The Demand Function.
____
Hello,
Welcome to this Tutorial about the Demand Function. In a market environment it is important to measure the offered commodities by the prices each of these commodities costs, this is done with the Demand Function. In financial markets terms, such Demand Function Measurements can be especially interesting when determining new trends or seasonal patterns. The Demand Function can be calculated and created for any commodities a supplier is offering, that can be anything from Raw Materials, Foods , Electronics etc. Important is to know what external and internal factors have an impact on the Demand Function as these factors can change the demand function and lead to a Left Side Shift or a Right Side Shift. In this tutorial, I am explicating what the Demand Function is, how to create the Demand Function, and also what are the main factors that are leading to the change of the Demand Function (Left or Right Side Shift).
____
▶The Demand Function And How It Is Calculated:
When looking at the left side of my chart you can watch there how a typical Demand function can be illustrated. The demand function shows the positive correlation of each piece and the amount of currency, in this case, US-Dollar the piece costs. For example there is a Computer Hardware Company selling Technical Equipment such as a Mouse as seen in the Demand Function in my chart for 4 US-Dollar each Mouse, which means the company is selling two Mouses for 8 US-Dollar , the linear function then shows the positive correlation of the offered commodity in A = The Number Amount Of Pieces and the price P = The Price For The Amount A Of The Pieces. The Demand Function is then calculated by firstly creating the gradient which is created by dividing △ P with △ A and then multiplying it with the amount A for each piece on the lower x-axis, additionally adding the value t which is the point on the y-axis where the function begins, in this example case it is t = 0, taking these steps there comes the Demand Function as seen in my chart.
____
▶Dynamics That Lead To A Shift In Demand And In The Demand Function:
The demand and therefore also the Demand Function for a certain commodity can be influenced by factors that either decrease or increase the demand for a certain commodity. When the demand is decreasing this simultaneously means that the price for the commodity is going higher while on the other side when the demand increases the price for the commodity is lowered. These factors can be induced by the supplier which is offering the commodities itself or it can be induced by external factors such as policies and regulations or a change in the competition and market segment. In the following, I am listing 4 of the main reasons why a shift in demand and therefore also in the Demand Function happens.
• 1. The Price of Production Factors Changes:
If the price of production factors to produce a certain commodity is increased or decreased this has effects on the demand function. Therefore if for example the price of plastic that is needed to produce the mouse in our example is increased this will lead to higher production costs and as a result of that to a lower offer as the company produces less (Left Side Shift). When the price for the copper that is needed to produce the mouse is lowered this will lead to an increased and accelerated production which turns out to come around as an increased offer and the demand function is shifted to the right side (Right Side Shift).

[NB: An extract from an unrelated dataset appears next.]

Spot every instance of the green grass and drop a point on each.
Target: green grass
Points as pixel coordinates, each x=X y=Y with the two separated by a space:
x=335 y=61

• 2. The Competition in the Certain Sector Changes:
A further factor which leads to a change in demand and therefore the Demand Function is when a shift in the Competition of the Certain Sector takes place. Therefore when the company has formed a good standing in the industry in which it is and there are other companies less competitive that go bankrupt this means there is less competition in the market and the demand is decreased (Left Side Shift). Otherwise, when there are popping up several competitive companies in the same sector the demand is increased (Left Side Shift).
• 3. Subsidies and Taxes:
A very crucial factor that is leading to a change in demand and therefore the Demand Function is from external factors such as fundings of subsidies the company received or taxes that are having negative effects on the production. In this case when the company is granted fruitful subsidies and funds by for example investors or funds the company can increase its produced offer (Right Side Shift). On the other side if the government comes around and measures higher taxes on the production of Computer Mouses this will lead to a lowered production and therefore decrease in the produced offer with lower demand given (Left Side Shift).
• 4. Expectations:
The fourth factor that has an impact on the demand and therefore the Demand Function is what the company expects its market will be in the future. In this case, when a company expects that a fruitful season is coming around with many customers that are looking to buy the produced commodity it will increase the produced offer leading to higher demand (Right Side Shift). Otherwise when the company expects a negative indication with many regulations and looming production factors coming around it is going to decrease the produced offer of commodities leading to a lowered demand (Left Side Shift).
____
In this manner, this is my Tutorial about the importance of the Demand Function, how it is calculated and what are the pivotal factors having an effect on the Demand and therefore the Demand Function. Put forward this is a major fundament for looking at certain companies in the market comparing them and calculating important changes in production as well future expectations together with other derivements the function can be implemented for.
Information provided is only educational and should not be used to take action in the markets.